Governing Dynamic Capabilities: Cryptographic Binding and Reproducibility Verification for AI Agent Tool Use

TL;DR

This paper introduces a cryptographic framework for verifying the capabilities, behavior, and interactions of AI agents to ensure security, provenance, and reproducibility in multi-agent systems.

Contribution

It defines new governance requirements, proves structural theorems for verification, and validates cryptographic instantiations with practical performance and security guarantees.

Findings

Verification overhead is less than 0.02%.

Reproducibility variance is 5.8x across models.

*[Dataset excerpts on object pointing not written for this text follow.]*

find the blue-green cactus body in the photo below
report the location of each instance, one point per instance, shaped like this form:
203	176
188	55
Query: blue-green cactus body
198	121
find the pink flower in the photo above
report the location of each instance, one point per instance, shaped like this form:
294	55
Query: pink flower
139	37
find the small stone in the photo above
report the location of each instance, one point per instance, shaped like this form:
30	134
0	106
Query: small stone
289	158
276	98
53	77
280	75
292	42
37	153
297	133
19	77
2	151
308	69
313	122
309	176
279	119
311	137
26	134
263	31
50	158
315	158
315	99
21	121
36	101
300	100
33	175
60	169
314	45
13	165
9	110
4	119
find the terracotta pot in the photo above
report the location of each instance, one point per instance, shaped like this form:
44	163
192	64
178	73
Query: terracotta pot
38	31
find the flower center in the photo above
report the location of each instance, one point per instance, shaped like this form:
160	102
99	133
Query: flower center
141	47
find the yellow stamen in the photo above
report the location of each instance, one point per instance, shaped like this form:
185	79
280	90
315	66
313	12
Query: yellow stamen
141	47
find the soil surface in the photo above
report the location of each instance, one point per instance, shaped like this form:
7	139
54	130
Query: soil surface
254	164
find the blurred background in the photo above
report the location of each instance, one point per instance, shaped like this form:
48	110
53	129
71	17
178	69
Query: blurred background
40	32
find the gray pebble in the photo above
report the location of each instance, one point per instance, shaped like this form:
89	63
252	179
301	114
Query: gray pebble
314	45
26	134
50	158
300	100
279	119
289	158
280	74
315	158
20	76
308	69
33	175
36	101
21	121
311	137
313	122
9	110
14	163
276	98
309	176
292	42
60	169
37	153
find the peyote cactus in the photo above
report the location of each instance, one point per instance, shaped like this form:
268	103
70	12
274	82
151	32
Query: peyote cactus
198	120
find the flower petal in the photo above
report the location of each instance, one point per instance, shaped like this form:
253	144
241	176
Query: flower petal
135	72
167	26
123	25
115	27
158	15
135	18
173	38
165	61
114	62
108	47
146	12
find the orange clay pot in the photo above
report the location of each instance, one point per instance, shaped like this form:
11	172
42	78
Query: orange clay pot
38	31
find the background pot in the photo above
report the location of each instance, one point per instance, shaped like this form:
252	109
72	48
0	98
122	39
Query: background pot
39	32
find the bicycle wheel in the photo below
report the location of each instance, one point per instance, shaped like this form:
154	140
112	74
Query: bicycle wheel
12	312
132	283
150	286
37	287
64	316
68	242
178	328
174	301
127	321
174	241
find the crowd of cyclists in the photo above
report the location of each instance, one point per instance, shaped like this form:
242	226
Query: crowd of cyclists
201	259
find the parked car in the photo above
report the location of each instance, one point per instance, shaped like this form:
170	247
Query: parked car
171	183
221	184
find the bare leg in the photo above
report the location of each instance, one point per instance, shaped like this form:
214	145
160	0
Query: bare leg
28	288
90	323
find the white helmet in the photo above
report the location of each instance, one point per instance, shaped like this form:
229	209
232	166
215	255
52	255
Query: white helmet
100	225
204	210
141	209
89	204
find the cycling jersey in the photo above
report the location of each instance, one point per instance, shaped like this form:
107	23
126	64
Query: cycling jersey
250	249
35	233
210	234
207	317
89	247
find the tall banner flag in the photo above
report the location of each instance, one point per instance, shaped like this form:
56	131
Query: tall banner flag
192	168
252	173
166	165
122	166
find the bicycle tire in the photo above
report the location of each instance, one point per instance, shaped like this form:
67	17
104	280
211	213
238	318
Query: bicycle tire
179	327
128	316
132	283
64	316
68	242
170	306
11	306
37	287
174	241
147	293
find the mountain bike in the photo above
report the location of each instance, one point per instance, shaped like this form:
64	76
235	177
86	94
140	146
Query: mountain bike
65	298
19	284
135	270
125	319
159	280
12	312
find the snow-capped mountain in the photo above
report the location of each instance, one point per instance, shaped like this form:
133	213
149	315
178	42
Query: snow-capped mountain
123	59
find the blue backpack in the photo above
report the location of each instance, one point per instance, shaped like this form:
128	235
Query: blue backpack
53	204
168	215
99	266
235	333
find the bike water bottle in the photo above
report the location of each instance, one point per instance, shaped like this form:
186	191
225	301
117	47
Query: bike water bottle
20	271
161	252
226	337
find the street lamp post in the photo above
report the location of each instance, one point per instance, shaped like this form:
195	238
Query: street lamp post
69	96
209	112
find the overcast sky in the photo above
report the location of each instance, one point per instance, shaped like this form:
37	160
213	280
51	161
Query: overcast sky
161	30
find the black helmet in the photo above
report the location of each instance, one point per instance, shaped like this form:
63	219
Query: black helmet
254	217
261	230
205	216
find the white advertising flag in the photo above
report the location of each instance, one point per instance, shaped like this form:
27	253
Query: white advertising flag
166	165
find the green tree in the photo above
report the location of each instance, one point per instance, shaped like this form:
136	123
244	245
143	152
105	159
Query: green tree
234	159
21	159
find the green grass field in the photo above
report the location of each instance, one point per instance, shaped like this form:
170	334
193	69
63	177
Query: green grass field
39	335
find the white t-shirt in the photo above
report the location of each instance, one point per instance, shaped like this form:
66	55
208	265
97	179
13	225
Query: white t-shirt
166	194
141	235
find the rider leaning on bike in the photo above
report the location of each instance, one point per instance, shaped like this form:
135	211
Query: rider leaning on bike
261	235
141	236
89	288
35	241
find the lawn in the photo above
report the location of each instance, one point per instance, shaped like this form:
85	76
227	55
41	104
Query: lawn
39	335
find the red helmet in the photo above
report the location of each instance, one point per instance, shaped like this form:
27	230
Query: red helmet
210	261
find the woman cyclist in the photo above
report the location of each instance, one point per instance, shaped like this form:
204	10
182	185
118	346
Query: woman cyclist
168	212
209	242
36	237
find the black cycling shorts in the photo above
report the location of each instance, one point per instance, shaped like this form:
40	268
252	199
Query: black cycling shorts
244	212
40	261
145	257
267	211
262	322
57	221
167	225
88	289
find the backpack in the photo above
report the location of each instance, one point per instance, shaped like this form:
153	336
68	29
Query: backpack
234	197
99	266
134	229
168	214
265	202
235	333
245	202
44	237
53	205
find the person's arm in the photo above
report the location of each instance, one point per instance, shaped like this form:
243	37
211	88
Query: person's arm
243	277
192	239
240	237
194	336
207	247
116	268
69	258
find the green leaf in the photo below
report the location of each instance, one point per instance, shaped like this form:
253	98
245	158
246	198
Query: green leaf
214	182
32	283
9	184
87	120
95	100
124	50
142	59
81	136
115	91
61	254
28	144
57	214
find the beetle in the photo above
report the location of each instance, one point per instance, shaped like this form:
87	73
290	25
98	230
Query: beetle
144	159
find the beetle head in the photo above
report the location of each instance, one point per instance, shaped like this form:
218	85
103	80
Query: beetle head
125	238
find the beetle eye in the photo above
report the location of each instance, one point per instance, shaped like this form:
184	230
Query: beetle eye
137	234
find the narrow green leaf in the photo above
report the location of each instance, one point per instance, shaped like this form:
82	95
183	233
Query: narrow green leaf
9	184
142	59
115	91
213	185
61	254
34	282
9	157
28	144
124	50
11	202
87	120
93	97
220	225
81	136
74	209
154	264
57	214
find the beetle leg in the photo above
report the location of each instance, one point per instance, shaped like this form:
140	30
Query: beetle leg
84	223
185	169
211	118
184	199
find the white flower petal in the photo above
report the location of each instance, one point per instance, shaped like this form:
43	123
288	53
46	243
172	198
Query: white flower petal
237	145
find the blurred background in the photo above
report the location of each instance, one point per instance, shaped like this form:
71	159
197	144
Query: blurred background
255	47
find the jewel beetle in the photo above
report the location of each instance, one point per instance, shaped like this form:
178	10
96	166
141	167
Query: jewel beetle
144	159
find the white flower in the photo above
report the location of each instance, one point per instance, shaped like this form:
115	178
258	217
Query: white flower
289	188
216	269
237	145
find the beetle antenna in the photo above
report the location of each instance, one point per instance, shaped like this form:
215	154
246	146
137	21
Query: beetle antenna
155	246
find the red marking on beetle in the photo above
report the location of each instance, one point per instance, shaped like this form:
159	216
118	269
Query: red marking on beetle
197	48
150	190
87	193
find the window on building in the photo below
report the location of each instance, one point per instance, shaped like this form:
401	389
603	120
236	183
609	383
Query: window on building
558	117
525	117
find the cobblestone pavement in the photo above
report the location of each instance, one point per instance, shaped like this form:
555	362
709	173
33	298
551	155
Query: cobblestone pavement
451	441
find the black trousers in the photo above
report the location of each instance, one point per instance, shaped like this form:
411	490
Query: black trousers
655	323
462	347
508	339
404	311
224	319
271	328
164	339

All attack scenarios are detected with zero false positives.

Abstract

AI agents dynamically acquire tools, orchestrate sub-agents, and transact across organizational boundaries, yet no existing security layer verifies what an agent can do, whether it executed what it claims, or what happened in a multi-agent interaction. We trace this gap to the capability-context separation: inside a transformer, tool definitions and user context are indistinguishable tokens, but at the orchestration layer they have fundamentally different security semantics. Existing frameworks conflate the two, enabling silent capability escalation and leaving interactions without verifiable provenance. From this principle we derive three Agent Governance Requirements: capability integrity (G1), behavioral verifiability (G2), and interaction auditability (G3), defining what a governed agent ecosystem must enforce, independent of how. We prove two structural results: the Chain Verifiability Theorem (one unverifiable interior agent breaks end-to-end verification for all downstream nodes) and the Bounded Divergence Theorem (replay-based verification yields a probabilistic safety certificate, epsilon <= 1 - alpha^{1/n}). We validate with two crypto-agnostic instantiations -- basic (Ed25519, SHA-256; 97 us verify) and enhanced (BBS+ selective disclosure, Groth16 DV-SNARK; 13.8 ms) -- both satisfying nine security properties. A reproducibility study (9 models, 7 providers) reveals 5.8x variance in inference determinism, connecting model characteristics to governance architecture. End-to-end evaluation over 5-20 agent pipelines confirms <0.02% overhead and detection of all attack scenarios with zero false positives.